Paradoxically, despite being a mass-building compound, Anadrol causes appetite suppression in a significant minority of users — particularly at doses above 50 mg/day. This is thought to be related to its oestrogen-receptor agonism in the hypothalamus, which includes appetite-regulatory centres. If caloric intake drops significantly, switch to Dianabol for the oral bulking component. See our Anadrol vs Dianabol comparison.

Frequently Asked Questions

Can Anadrol cause permanent liver damage?

With short-cycle use (4–6 weeks) and adequate liver support, LFT elevations are reversible in the vast majority of cases. Hepatocellular carcinoma and peliosis hepatis are documented primarily in patients using therapeutic doses (1–5 mg/kg/day) for years — not athletes running 4–6 week cycles. However, repeated cycles, doses above 100 mg/day, and concurrent hepatotoxic substances dramatically increase risk.

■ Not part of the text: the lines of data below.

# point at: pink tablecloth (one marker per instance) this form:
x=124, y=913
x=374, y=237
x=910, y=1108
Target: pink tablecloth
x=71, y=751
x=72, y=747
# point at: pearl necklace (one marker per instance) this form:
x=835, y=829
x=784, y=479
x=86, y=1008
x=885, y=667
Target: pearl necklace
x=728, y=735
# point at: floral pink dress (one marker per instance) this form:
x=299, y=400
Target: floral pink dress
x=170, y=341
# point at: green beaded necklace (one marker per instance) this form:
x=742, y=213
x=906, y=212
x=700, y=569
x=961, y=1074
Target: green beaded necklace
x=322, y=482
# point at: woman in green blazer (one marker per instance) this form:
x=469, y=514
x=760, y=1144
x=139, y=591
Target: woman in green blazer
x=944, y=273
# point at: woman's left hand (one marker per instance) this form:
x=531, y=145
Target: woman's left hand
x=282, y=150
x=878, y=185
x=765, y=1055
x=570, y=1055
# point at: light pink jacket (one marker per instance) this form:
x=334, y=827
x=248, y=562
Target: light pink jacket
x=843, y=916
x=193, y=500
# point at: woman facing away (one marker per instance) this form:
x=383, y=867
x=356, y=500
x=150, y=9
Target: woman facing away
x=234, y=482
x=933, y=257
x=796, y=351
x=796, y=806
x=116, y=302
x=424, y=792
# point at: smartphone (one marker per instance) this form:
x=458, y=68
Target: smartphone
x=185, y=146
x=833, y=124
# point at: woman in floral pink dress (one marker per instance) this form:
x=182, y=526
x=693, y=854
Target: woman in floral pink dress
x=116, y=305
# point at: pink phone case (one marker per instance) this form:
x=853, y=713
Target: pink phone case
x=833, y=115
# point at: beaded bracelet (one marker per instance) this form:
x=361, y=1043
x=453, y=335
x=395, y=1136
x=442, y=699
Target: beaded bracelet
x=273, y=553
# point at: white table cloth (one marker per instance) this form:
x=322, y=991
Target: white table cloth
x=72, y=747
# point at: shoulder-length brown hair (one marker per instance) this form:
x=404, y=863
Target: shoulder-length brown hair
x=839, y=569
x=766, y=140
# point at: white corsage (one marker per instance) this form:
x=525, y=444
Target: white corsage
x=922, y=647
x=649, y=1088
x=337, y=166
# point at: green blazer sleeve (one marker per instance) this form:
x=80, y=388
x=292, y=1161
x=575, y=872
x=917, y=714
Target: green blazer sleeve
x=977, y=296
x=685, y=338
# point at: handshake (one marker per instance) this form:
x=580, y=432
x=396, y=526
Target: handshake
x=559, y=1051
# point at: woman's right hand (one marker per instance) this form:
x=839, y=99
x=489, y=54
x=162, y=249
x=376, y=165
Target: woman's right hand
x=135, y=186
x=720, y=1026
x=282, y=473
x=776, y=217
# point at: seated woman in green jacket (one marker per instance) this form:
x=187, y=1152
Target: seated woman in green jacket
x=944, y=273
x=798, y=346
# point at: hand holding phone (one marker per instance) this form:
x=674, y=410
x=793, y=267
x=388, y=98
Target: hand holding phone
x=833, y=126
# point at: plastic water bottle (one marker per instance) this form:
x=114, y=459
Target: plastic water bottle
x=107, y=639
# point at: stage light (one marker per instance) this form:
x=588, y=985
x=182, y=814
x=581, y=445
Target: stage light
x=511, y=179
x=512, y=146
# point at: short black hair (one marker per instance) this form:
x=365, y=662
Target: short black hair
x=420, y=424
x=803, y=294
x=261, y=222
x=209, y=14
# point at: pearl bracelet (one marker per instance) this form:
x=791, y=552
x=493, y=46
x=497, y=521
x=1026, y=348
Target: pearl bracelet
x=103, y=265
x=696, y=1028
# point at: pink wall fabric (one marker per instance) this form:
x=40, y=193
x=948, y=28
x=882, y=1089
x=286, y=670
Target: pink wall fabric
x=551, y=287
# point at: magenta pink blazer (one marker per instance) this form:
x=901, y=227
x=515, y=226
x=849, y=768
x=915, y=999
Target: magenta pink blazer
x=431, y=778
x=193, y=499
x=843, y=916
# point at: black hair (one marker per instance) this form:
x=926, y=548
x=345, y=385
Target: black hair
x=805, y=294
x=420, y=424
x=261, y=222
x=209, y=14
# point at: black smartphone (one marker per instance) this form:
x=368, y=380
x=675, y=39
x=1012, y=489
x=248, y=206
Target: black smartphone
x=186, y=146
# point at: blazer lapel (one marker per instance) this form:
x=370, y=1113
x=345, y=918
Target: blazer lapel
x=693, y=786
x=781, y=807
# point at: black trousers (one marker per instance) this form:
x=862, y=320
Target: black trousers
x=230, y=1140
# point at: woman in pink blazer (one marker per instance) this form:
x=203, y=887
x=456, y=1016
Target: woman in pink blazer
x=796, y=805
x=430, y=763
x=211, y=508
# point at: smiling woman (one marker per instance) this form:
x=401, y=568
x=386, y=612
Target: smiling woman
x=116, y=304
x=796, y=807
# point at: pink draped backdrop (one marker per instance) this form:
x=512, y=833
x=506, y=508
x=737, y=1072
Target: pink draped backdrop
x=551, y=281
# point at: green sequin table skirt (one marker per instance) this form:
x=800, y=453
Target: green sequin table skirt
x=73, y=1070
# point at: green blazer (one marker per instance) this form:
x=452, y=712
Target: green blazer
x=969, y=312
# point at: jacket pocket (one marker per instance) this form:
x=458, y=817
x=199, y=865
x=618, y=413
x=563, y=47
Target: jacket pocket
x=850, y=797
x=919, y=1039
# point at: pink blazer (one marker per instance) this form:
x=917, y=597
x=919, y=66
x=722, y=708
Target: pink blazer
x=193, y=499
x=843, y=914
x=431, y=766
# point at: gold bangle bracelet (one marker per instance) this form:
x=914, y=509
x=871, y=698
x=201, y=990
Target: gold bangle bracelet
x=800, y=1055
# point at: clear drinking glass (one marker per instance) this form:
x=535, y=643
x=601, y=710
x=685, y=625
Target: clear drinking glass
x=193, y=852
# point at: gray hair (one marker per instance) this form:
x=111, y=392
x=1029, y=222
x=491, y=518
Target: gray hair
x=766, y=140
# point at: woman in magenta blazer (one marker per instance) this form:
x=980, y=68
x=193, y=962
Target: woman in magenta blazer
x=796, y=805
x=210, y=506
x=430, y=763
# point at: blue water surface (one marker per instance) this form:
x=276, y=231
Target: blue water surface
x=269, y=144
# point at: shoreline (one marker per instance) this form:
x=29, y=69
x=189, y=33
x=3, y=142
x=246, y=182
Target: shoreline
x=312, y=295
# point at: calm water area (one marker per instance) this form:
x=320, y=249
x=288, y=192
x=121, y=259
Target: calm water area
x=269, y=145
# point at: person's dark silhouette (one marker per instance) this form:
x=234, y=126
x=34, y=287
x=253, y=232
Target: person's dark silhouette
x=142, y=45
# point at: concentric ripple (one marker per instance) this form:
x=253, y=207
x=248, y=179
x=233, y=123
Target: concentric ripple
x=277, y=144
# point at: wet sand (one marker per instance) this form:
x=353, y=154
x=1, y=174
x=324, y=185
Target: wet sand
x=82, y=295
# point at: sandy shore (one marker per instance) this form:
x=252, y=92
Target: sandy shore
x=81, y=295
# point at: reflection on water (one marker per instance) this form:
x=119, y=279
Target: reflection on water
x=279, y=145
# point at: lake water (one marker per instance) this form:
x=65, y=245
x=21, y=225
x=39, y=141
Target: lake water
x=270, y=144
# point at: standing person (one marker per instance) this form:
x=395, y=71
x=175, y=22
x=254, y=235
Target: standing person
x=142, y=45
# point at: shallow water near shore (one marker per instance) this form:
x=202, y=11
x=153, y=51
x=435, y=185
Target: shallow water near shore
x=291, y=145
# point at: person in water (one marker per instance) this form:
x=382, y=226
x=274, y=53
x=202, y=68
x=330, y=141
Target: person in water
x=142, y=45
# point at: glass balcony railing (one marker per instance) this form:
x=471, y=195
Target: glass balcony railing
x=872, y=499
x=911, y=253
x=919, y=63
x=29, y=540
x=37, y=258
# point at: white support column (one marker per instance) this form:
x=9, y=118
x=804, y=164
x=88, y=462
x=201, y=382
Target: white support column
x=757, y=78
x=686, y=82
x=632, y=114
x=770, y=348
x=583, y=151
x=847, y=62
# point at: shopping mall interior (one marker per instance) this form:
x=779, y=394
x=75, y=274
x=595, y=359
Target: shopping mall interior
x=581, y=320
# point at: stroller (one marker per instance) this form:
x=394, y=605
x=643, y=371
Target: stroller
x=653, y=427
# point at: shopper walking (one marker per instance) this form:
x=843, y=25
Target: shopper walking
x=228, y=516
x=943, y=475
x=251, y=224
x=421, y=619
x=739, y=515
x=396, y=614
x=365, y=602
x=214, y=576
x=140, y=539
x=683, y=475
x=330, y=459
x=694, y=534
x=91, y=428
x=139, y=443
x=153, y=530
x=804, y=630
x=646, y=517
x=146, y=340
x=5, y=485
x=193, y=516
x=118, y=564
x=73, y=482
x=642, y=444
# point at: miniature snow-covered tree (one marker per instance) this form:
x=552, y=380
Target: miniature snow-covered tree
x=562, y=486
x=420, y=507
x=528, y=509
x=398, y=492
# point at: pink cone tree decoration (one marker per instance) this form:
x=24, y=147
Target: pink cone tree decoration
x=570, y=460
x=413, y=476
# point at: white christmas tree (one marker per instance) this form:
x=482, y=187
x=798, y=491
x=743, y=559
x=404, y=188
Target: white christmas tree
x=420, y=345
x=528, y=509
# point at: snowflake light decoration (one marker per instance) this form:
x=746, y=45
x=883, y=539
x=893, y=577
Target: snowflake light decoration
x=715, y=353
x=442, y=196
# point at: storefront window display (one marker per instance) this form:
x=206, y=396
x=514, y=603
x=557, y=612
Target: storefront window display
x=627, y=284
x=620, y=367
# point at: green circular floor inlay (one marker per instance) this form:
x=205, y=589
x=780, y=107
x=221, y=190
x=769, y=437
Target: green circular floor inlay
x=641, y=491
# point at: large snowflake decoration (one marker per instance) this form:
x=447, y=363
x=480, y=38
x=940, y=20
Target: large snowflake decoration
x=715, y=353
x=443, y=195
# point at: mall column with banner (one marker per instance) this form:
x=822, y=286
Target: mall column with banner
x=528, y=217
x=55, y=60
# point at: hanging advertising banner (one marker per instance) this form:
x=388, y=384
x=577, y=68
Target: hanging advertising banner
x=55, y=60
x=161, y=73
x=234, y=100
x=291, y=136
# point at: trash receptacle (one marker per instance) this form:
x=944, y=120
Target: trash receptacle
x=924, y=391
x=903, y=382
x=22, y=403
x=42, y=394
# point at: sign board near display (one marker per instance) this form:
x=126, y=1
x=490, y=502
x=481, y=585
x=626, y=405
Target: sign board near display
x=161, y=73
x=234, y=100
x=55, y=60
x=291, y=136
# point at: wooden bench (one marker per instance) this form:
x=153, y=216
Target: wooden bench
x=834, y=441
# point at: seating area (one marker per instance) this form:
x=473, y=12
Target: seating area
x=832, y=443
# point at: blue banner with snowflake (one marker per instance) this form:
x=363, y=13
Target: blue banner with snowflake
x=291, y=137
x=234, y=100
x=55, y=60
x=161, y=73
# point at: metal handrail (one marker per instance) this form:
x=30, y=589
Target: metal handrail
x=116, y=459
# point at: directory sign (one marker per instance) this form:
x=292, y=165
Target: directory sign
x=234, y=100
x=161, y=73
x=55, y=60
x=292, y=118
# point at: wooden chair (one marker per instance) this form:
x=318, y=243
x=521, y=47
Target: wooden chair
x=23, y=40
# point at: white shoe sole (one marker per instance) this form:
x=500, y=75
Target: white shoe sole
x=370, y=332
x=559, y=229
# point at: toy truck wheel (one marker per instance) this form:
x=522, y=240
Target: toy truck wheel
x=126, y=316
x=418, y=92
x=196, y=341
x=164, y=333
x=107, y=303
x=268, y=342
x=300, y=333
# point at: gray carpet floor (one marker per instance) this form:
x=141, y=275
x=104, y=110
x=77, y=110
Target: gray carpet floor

Is Anadrol worse for the liver than Dianabol or Winstrol?

Yes. Anadrol is associated with greater LFT elevation per milligram than Dianabol. Winstrol produces less absolute LFT elevation in most comparisons, but worsens the lipid profile similarly and adds joint stress. Anadrol's overall hepatotoxic burden at doses producing equivalent mass gains is the highest of any commonly used oral AAS.

Does Anadrol cause hair loss faster than other steroids?

In predisposed men, Anadrol is considered a high-risk compound for accelerated hair loss — comparable to Trenbolone and Winstrol. Finasteride has limited effectiveness given the multiple pathways involved. If hairline preservation is a priority, choose a compound with a lower androgenic profile.